A 35-minute, hi-camp tribute to the complete works of Talking Heads, Elvis Costello, XTC, Talk Talk, Dexy’s Midnight Runners, Joe Jackson and Squeeze, “Please Describe Yourself” is a thoroughly British Record. Full of kitchen sink observations and twitchy, buttocks clenched, chest out vocals, it is eccentricity personified. Yet, as with the best moments of all the acts they’ve borrowed from, it’s eccentricity of the most loveable, sing-along kind.
Calling in producers Clive Langer and Alan Winstanley to help them shape their idiosyncratic melodies and ‘zany’ art-school dropout perspective was perhaps their smartest move.

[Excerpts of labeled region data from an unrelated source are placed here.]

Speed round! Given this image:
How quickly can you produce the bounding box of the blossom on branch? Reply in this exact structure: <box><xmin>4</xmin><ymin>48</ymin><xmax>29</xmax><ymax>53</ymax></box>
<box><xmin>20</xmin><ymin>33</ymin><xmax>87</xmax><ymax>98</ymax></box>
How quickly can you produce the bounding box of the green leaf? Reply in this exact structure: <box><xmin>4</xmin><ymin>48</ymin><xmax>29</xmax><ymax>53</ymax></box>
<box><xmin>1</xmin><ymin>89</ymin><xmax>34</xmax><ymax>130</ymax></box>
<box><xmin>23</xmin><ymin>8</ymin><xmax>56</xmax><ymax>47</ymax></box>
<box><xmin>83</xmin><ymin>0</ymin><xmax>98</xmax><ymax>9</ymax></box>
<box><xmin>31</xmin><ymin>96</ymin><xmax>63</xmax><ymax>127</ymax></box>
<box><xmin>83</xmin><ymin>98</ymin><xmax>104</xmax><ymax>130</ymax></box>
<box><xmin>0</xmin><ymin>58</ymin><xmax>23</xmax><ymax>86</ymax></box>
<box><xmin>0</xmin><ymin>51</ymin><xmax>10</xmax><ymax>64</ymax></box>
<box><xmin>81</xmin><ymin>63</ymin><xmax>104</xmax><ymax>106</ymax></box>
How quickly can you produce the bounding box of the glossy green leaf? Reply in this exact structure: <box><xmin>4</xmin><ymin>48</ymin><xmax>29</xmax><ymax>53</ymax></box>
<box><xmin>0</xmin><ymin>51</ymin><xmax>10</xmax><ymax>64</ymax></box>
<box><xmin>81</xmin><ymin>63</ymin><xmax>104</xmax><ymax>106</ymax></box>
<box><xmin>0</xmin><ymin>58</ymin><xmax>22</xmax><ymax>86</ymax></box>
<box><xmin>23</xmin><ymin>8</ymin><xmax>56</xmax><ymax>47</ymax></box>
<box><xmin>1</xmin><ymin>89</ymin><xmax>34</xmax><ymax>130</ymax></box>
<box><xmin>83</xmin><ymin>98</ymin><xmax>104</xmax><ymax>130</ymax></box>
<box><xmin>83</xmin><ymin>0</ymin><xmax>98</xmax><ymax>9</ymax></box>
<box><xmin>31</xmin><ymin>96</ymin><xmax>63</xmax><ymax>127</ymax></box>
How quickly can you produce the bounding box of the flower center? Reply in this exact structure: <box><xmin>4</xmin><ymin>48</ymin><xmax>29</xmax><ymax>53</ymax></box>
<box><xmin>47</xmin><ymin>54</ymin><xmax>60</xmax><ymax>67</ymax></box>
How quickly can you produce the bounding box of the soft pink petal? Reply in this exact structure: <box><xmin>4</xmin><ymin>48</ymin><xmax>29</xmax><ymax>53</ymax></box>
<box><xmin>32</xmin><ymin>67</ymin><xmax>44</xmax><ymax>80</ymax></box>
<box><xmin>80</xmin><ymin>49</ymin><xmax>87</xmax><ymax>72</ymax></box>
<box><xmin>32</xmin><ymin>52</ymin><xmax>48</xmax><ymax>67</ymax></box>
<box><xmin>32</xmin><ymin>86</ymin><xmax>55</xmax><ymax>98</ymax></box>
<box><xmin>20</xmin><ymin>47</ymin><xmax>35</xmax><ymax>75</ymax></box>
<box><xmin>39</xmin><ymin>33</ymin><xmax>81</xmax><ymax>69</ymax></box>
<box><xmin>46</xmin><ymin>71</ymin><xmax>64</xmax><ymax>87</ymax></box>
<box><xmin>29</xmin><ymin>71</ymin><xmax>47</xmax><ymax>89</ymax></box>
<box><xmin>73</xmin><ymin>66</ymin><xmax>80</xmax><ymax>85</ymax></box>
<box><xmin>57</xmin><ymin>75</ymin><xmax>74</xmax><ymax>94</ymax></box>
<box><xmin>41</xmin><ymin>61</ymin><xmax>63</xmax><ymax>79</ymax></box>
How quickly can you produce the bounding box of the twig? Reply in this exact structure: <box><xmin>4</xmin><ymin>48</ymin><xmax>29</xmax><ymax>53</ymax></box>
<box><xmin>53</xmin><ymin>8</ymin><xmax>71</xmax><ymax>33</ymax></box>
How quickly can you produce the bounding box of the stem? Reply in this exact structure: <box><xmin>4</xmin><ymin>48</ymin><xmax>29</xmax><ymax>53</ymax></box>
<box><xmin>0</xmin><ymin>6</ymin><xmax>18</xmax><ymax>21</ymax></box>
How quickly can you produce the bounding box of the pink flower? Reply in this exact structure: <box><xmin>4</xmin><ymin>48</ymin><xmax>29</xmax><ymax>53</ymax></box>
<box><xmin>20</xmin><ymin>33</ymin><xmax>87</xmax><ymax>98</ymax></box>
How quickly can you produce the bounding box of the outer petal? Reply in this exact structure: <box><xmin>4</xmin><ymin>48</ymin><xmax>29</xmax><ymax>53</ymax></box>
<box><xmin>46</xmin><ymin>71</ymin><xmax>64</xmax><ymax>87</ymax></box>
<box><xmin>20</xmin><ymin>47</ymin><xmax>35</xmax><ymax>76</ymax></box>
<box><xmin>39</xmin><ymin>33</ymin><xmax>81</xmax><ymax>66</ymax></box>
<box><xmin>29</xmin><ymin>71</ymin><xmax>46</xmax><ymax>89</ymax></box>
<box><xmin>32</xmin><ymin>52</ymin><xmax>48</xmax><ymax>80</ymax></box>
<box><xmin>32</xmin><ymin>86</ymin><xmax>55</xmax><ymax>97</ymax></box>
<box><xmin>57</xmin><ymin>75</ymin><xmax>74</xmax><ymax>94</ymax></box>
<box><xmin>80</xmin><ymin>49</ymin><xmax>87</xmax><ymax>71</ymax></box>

Having actually worked with XTC, Dexy’s Midnight Runners, Madness and Talking Heads, Langer and Winstanley know how to pull off the David Byrne harmonies on “Apples & Oranges” and “Paul Newmans’s Eyes”. They also manage to ensure that the cheeky off-kilter belt of “Lounger” and up-tight SKA of “I Love You ‘Cause I Have To” came out as boisterous knees-up not naff parody.
Thankfully, “Please Describe Yourself” treads the minuscule line between irritating nonsense and joyous, life-affirming nonsense, with dignity, aplomb and an ever-so-slightly neurotic swagger. And thanks to big irresistible choruses, like that of the mighty piano rocker “Godhopping”, it swaggers to a lorry load of fantastic pop.
For sure the US new new-wave, as defined by The Strokes is way cooler - and with the best will in the world there’s nothing even remotely cool about Dogs Die In Hot Cars. But if “Please Describe Yourself” is a hint of things to come, the British version will be bloody good fun.